Social engineering is a simple yet very effective form of industrial espionage. The attackers steal important company data or exploit human error to introduce viruses to a system.
Social engineering oftentimes begins with the research of a target person and of a respective company. The attackers gather information on the employee, who they wish to target, by scouring social media such as Facebook, Twitter, Xing or LinkedIn for publically available information. At the same time, they gather information on the company website and through online directories. Sometimes the attackers will even contact the company and seek to inform themselves directly via email or telephone – for example by masquerading as a head-hunter, interested journalist or prospect customer. The attackers ultimately use the collected background information about internal structures, employees and supervisors to create an effective deception.
Attack over the phone, via email or personally on site
Often the attackers will collect information via telephone. They might impersonate an internal IT administrator and inform about an alleged security breach, which must be fixed immediately.

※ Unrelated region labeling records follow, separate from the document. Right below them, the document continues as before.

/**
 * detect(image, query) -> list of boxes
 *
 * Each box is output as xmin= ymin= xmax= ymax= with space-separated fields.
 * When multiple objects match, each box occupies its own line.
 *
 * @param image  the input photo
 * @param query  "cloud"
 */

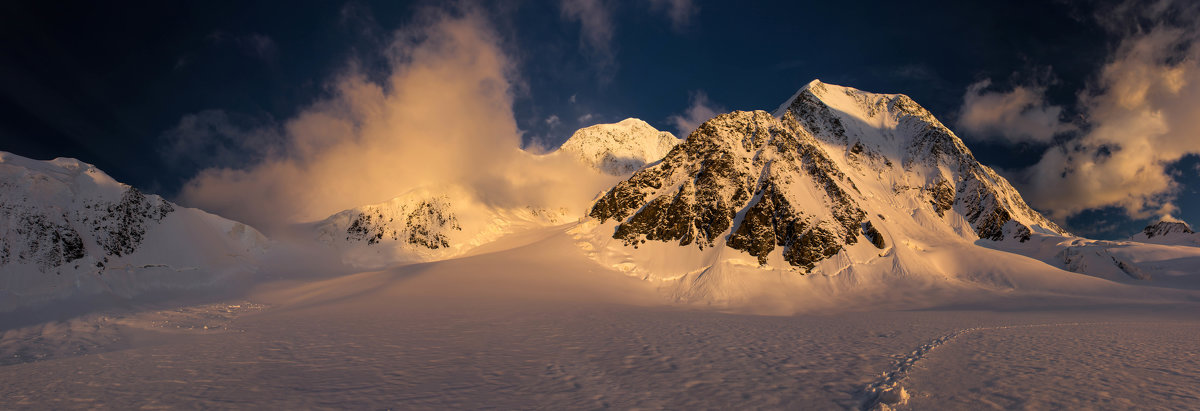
xmin=175 ymin=10 xmax=614 ymax=230
xmin=958 ymin=79 xmax=1075 ymax=143
xmin=667 ymin=91 xmax=725 ymax=138
xmin=1028 ymin=22 xmax=1200 ymax=218
xmin=650 ymin=0 xmax=700 ymax=31
xmin=979 ymin=1 xmax=1200 ymax=220
xmin=560 ymin=0 xmax=614 ymax=72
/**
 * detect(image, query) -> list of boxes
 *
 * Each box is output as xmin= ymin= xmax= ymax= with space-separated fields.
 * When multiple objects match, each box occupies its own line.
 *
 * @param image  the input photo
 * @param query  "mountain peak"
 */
xmin=558 ymin=118 xmax=679 ymax=175
xmin=1142 ymin=216 xmax=1195 ymax=238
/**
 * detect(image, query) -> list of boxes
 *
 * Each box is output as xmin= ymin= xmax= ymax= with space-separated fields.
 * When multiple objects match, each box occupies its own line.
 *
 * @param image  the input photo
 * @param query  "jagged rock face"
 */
xmin=590 ymin=111 xmax=866 ymax=268
xmin=0 ymin=187 xmax=174 ymax=273
xmin=557 ymin=119 xmax=679 ymax=175
xmin=1141 ymin=221 xmax=1195 ymax=238
xmin=0 ymin=151 xmax=268 ymax=311
xmin=314 ymin=185 xmax=568 ymax=268
xmin=346 ymin=196 xmax=462 ymax=250
xmin=91 ymin=187 xmax=175 ymax=256
xmin=776 ymin=81 xmax=1066 ymax=240
xmin=331 ymin=196 xmax=462 ymax=250
xmin=590 ymin=82 xmax=1064 ymax=270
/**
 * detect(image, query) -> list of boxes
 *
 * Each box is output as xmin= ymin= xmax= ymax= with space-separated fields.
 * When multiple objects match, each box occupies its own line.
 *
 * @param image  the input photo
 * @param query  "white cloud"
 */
xmin=958 ymin=79 xmax=1075 ymax=143
xmin=650 ymin=0 xmax=700 ymax=31
xmin=1026 ymin=22 xmax=1200 ymax=218
xmin=180 ymin=11 xmax=609 ymax=230
xmin=667 ymin=91 xmax=725 ymax=138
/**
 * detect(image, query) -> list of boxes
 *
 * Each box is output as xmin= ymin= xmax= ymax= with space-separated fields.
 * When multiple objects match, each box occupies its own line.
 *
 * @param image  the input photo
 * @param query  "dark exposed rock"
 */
xmin=404 ymin=201 xmax=462 ymax=250
xmin=92 ymin=187 xmax=174 ymax=256
xmin=346 ymin=197 xmax=462 ymax=250
xmin=863 ymin=221 xmax=888 ymax=250
xmin=590 ymin=112 xmax=866 ymax=269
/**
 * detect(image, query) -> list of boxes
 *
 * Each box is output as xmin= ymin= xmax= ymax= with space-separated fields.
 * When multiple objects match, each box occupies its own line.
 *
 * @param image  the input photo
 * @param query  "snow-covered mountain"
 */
xmin=556 ymin=118 xmax=679 ymax=175
xmin=0 ymin=151 xmax=266 ymax=310
xmin=1129 ymin=218 xmax=1200 ymax=246
xmin=574 ymin=81 xmax=1190 ymax=298
xmin=306 ymin=186 xmax=569 ymax=268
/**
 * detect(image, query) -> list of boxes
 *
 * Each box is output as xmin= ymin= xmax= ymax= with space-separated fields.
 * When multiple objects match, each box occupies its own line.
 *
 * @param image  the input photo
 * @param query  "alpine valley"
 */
xmin=0 ymin=81 xmax=1200 ymax=310
xmin=0 ymin=81 xmax=1200 ymax=410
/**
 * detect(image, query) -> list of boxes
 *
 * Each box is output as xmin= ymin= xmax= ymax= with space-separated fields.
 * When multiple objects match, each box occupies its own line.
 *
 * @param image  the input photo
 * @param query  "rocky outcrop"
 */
xmin=589 ymin=82 xmax=1064 ymax=270
xmin=590 ymin=111 xmax=866 ymax=269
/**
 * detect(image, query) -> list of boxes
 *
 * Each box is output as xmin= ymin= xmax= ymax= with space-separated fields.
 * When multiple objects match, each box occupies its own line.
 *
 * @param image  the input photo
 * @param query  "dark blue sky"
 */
xmin=0 ymin=1 xmax=1200 ymax=237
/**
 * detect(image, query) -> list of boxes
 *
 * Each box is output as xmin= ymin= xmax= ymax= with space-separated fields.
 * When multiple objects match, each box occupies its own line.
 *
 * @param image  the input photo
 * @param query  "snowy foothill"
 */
xmin=0 ymin=81 xmax=1200 ymax=410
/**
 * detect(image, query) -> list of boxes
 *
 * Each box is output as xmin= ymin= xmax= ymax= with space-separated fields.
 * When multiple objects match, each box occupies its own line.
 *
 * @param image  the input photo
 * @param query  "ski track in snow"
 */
xmin=859 ymin=322 xmax=1180 ymax=410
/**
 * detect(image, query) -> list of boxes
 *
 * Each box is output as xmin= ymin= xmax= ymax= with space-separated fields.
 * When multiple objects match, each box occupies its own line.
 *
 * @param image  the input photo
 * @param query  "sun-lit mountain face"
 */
xmin=0 ymin=0 xmax=1200 ymax=411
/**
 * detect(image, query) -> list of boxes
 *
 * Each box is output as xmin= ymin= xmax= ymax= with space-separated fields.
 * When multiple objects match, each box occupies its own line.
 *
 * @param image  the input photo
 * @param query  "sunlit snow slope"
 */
xmin=306 ymin=185 xmax=569 ymax=268
xmin=557 ymin=119 xmax=679 ymax=177
xmin=574 ymin=81 xmax=1200 ymax=299
xmin=0 ymin=153 xmax=266 ymax=310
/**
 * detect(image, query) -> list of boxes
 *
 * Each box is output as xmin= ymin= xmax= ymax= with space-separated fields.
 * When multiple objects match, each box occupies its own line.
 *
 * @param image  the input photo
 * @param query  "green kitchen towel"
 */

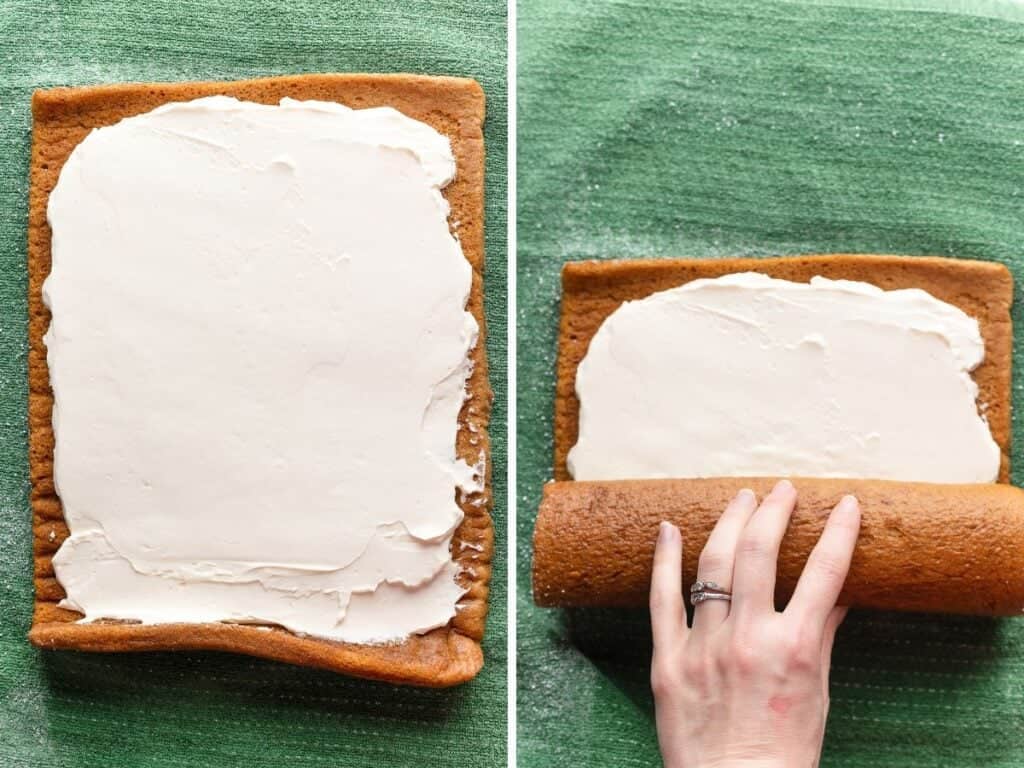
xmin=0 ymin=0 xmax=507 ymax=768
xmin=517 ymin=0 xmax=1024 ymax=768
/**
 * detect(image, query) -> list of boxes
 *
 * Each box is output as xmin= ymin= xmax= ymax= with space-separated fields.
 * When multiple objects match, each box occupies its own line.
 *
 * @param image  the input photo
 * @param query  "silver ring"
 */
xmin=690 ymin=582 xmax=732 ymax=605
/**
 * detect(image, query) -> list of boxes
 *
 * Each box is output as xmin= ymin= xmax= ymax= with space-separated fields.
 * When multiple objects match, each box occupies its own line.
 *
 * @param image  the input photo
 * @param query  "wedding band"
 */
xmin=690 ymin=582 xmax=732 ymax=605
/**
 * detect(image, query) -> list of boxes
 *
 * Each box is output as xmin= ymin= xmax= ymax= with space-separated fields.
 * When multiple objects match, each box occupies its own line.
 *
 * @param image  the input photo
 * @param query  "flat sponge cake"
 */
xmin=28 ymin=75 xmax=494 ymax=686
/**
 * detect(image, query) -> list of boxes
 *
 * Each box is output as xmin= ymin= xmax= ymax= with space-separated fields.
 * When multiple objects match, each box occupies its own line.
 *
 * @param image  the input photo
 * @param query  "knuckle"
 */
xmin=736 ymin=532 xmax=768 ymax=558
xmin=683 ymin=653 xmax=709 ymax=687
xmin=814 ymin=552 xmax=847 ymax=581
xmin=697 ymin=548 xmax=730 ymax=575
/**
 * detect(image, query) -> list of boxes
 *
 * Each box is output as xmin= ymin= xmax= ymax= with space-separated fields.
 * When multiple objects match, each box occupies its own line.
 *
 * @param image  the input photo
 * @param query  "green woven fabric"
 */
xmin=517 ymin=0 xmax=1024 ymax=768
xmin=0 ymin=0 xmax=507 ymax=768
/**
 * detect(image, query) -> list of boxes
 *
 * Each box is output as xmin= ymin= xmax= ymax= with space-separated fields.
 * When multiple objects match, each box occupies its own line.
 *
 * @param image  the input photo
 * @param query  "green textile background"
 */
xmin=517 ymin=0 xmax=1024 ymax=768
xmin=0 ymin=0 xmax=507 ymax=768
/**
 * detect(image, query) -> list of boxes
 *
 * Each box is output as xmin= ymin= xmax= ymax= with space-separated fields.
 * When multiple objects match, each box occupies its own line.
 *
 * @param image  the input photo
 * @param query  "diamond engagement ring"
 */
xmin=690 ymin=582 xmax=732 ymax=605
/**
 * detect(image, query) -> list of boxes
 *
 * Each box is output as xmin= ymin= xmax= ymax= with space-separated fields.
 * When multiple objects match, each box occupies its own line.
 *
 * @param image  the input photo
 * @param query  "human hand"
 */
xmin=650 ymin=480 xmax=860 ymax=768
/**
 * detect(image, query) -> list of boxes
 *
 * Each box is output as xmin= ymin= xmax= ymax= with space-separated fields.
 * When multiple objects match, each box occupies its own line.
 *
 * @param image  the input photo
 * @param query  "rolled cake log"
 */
xmin=534 ymin=477 xmax=1024 ymax=615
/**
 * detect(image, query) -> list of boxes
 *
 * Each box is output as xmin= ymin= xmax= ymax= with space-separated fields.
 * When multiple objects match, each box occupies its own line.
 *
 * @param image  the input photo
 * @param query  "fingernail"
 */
xmin=657 ymin=520 xmax=679 ymax=542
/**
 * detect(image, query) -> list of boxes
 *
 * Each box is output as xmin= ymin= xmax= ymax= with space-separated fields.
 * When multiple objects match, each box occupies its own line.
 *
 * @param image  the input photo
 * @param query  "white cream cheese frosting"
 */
xmin=43 ymin=96 xmax=482 ymax=642
xmin=568 ymin=272 xmax=1000 ymax=482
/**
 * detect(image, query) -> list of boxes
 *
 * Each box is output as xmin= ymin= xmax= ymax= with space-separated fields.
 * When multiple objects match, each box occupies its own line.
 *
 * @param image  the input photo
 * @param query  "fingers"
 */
xmin=650 ymin=521 xmax=686 ymax=652
xmin=693 ymin=488 xmax=758 ymax=636
xmin=785 ymin=496 xmax=860 ymax=627
xmin=821 ymin=605 xmax=848 ymax=701
xmin=730 ymin=480 xmax=797 ymax=620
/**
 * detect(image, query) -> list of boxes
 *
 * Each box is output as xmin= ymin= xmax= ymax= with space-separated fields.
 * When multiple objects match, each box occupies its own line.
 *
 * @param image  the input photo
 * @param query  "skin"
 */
xmin=650 ymin=480 xmax=860 ymax=768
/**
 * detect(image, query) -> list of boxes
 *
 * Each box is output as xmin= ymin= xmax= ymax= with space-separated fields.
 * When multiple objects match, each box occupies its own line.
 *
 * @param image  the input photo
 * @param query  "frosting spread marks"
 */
xmin=43 ymin=96 xmax=480 ymax=642
xmin=568 ymin=272 xmax=1000 ymax=483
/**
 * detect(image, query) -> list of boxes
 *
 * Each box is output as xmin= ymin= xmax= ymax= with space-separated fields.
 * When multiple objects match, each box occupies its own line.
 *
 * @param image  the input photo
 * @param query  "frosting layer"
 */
xmin=43 ymin=96 xmax=479 ymax=642
xmin=567 ymin=272 xmax=1000 ymax=483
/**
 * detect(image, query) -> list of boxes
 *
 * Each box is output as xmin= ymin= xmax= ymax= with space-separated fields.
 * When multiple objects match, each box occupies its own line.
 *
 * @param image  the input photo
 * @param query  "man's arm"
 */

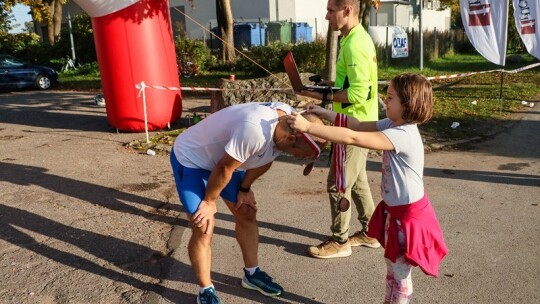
xmin=235 ymin=162 xmax=272 ymax=210
xmin=240 ymin=162 xmax=272 ymax=188
xmin=191 ymin=153 xmax=242 ymax=233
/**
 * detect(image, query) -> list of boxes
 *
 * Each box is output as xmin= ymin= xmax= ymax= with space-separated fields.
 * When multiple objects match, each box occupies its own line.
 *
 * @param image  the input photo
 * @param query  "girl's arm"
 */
xmin=307 ymin=105 xmax=378 ymax=132
xmin=287 ymin=113 xmax=394 ymax=150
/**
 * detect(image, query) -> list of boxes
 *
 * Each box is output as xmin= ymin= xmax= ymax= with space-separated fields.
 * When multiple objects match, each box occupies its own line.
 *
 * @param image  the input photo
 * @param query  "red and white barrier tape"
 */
xmin=378 ymin=62 xmax=540 ymax=84
xmin=135 ymin=81 xmax=282 ymax=91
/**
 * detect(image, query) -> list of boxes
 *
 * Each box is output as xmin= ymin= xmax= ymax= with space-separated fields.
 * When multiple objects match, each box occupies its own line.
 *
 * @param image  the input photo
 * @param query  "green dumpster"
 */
xmin=266 ymin=21 xmax=291 ymax=43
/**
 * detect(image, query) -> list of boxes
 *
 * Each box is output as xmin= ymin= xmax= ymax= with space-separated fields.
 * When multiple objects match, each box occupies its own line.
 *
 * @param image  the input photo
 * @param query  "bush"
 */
xmin=236 ymin=42 xmax=326 ymax=76
xmin=174 ymin=35 xmax=214 ymax=72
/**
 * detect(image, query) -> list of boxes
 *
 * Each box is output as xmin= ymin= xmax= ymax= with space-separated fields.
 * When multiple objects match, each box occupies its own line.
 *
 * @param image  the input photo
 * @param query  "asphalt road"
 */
xmin=0 ymin=91 xmax=540 ymax=303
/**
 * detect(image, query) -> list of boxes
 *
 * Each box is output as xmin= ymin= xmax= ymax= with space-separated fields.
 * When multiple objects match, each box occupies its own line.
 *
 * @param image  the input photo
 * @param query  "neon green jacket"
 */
xmin=333 ymin=24 xmax=379 ymax=121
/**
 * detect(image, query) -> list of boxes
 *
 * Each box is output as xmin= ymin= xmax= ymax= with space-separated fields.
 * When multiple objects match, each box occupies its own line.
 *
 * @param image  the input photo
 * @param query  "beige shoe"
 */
xmin=349 ymin=231 xmax=381 ymax=248
xmin=308 ymin=238 xmax=352 ymax=259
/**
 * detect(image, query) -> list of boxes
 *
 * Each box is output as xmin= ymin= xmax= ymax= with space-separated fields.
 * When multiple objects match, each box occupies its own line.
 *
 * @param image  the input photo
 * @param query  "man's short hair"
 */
xmin=336 ymin=0 xmax=360 ymax=13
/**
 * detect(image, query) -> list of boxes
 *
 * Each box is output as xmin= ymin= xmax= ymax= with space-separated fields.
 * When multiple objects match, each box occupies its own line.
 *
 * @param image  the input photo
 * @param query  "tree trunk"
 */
xmin=53 ymin=0 xmax=63 ymax=42
xmin=47 ymin=0 xmax=62 ymax=45
xmin=216 ymin=0 xmax=236 ymax=62
xmin=322 ymin=27 xmax=338 ymax=81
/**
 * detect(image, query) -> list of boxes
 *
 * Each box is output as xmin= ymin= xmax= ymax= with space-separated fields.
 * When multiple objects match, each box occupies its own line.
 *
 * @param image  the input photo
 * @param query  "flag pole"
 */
xmin=499 ymin=70 xmax=504 ymax=114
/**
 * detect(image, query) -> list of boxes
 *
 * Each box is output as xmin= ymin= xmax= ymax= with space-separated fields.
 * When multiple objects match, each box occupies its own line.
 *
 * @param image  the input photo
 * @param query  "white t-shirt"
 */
xmin=173 ymin=102 xmax=296 ymax=171
xmin=377 ymin=118 xmax=424 ymax=206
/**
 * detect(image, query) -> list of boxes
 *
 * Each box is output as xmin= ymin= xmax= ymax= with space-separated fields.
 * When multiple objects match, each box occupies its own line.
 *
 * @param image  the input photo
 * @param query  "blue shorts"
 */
xmin=171 ymin=150 xmax=246 ymax=215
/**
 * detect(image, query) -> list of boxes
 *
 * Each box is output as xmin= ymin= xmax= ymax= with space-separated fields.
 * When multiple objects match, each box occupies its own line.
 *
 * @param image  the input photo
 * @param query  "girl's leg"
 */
xmin=384 ymin=216 xmax=413 ymax=304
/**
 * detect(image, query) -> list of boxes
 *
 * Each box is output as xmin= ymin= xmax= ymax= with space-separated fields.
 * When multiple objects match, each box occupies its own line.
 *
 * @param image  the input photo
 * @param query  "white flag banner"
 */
xmin=459 ymin=0 xmax=508 ymax=66
xmin=514 ymin=0 xmax=540 ymax=59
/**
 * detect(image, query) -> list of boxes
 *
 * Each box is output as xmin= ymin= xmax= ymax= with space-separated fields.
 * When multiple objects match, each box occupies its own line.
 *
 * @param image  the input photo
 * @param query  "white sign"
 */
xmin=514 ymin=0 xmax=540 ymax=59
xmin=459 ymin=0 xmax=508 ymax=66
xmin=392 ymin=34 xmax=409 ymax=58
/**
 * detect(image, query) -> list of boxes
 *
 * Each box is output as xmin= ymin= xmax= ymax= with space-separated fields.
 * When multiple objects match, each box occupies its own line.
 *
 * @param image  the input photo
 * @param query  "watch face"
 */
xmin=304 ymin=162 xmax=315 ymax=176
xmin=338 ymin=197 xmax=351 ymax=212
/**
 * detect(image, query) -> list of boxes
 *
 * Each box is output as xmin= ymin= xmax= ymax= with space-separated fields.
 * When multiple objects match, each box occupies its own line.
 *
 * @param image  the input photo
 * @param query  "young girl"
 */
xmin=288 ymin=74 xmax=448 ymax=303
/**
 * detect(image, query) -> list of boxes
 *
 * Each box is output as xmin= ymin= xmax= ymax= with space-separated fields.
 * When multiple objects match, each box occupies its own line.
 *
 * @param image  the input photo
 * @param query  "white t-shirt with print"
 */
xmin=377 ymin=118 xmax=424 ymax=206
xmin=173 ymin=102 xmax=296 ymax=171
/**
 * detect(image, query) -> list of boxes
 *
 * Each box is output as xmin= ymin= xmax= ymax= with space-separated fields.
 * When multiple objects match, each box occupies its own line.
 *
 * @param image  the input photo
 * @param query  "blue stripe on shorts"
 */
xmin=171 ymin=150 xmax=246 ymax=215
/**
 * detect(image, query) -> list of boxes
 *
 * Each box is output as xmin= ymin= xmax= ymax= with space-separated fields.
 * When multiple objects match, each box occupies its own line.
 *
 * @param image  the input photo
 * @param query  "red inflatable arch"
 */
xmin=75 ymin=0 xmax=182 ymax=132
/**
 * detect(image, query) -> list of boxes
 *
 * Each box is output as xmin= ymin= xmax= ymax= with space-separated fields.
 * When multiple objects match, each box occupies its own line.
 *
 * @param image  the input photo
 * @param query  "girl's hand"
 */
xmin=287 ymin=113 xmax=311 ymax=132
xmin=306 ymin=104 xmax=327 ymax=116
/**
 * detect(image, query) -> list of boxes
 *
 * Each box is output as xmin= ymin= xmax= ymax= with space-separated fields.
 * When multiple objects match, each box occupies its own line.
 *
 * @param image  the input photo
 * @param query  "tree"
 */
xmin=0 ymin=0 xmax=13 ymax=33
xmin=5 ymin=0 xmax=69 ymax=45
xmin=216 ymin=0 xmax=236 ymax=62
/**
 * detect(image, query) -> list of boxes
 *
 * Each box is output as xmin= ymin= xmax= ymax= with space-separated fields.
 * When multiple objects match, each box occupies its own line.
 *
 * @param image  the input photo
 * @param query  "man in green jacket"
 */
xmin=297 ymin=0 xmax=380 ymax=259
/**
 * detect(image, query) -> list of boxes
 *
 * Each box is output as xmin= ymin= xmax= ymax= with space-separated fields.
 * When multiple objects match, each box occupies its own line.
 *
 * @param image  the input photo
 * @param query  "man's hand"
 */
xmin=191 ymin=200 xmax=217 ymax=234
xmin=287 ymin=113 xmax=311 ymax=132
xmin=234 ymin=190 xmax=257 ymax=211
xmin=295 ymin=90 xmax=322 ymax=100
xmin=306 ymin=104 xmax=328 ymax=116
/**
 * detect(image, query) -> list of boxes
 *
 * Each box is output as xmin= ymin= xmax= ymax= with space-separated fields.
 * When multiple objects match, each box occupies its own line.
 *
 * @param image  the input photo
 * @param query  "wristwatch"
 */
xmin=238 ymin=185 xmax=251 ymax=193
xmin=321 ymin=91 xmax=332 ymax=108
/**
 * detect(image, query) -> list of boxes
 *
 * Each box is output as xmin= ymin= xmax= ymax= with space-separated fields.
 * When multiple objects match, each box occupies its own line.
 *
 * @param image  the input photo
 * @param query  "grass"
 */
xmin=60 ymin=54 xmax=540 ymax=148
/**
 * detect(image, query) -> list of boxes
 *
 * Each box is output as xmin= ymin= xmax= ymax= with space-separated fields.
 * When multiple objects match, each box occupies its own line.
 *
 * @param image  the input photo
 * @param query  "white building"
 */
xmin=169 ymin=0 xmax=328 ymax=39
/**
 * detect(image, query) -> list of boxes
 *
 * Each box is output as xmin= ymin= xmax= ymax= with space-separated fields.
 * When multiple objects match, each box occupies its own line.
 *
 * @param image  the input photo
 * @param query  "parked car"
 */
xmin=0 ymin=54 xmax=58 ymax=90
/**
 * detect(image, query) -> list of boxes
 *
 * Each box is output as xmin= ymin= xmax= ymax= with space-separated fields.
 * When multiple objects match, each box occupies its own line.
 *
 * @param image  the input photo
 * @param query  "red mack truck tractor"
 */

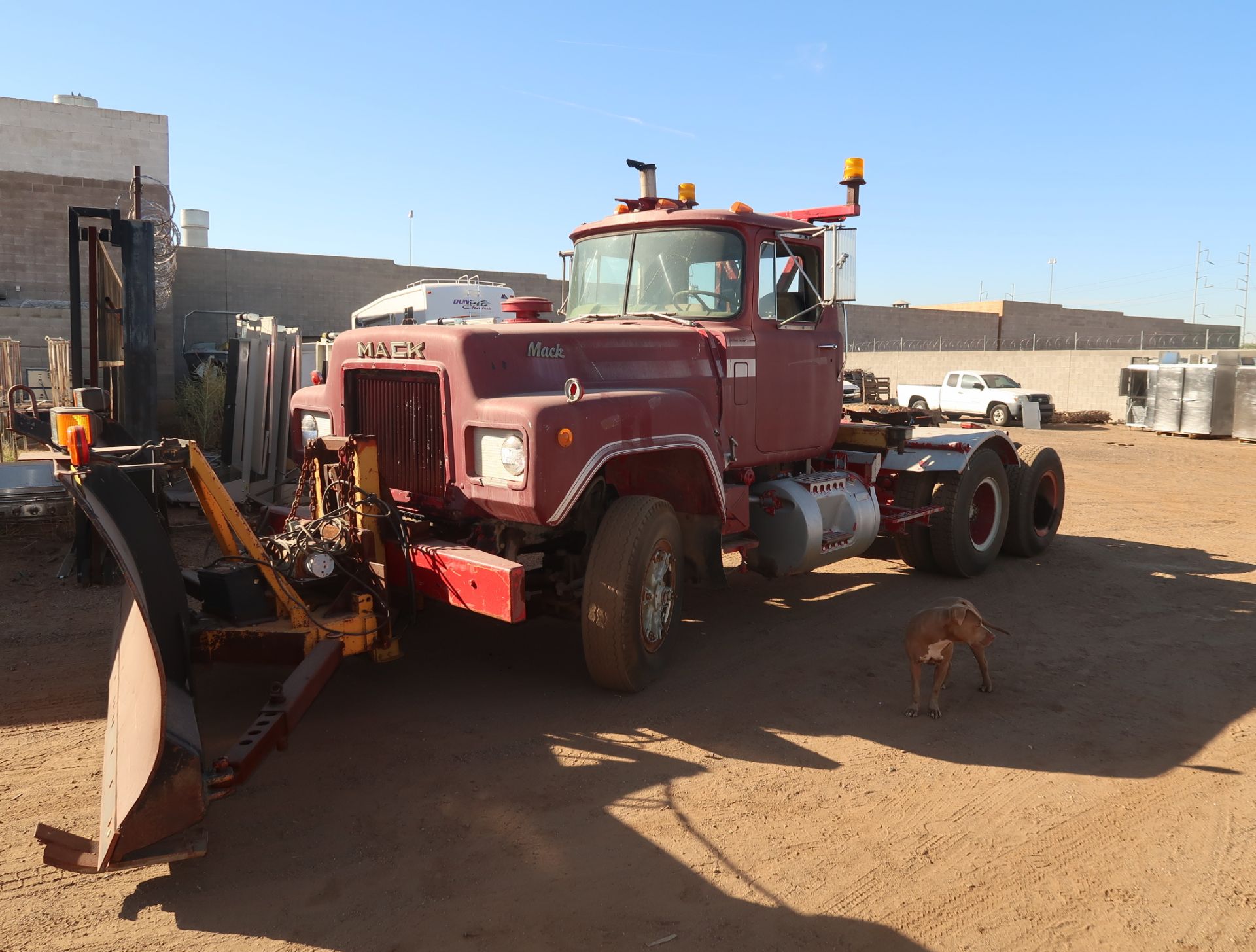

The rhetorical skill and the confidence-building background information collected earlier help the attacker to achieve his or her goal. The overwhelmed victim is likely to give up personal data such as passwords and thus inadvertently enable an attack of the internal systems.
Sometimes attackers will go as far as to infiltrate a company or bribe existing employees. Attackers may watch their victims when they enter passwords or eavesdrop on internal talks. In other cases, the attackers hack employees’ email accounts in order to send mails from these accounts asking for personal information of other employees. Phishing is also counted as a social engineering attack because the end goal is to steal personal data through the use of emails or malicious links.
How to protect yourself and your company
The above mentioned examples show why social engineering attacks belong to the most successful methods of infiltrating a foreign system: the attackers target human weaknesses and seek to manipulate their victims. These 7 tips help to better protect yourself and your company against attacks:
1. Regularly educate your employees about the risks and ways of social engineering attacks.
2. Do not publish personal information on social media.
3. Enforce the use of a password manager in your company.
4. Never enter your password in the presence of a third party.
5. Ask your manager for confirmation before you pass on personal information.
6. Inform yourself about your internal security operations.
7. Do not discuss internal company information in public.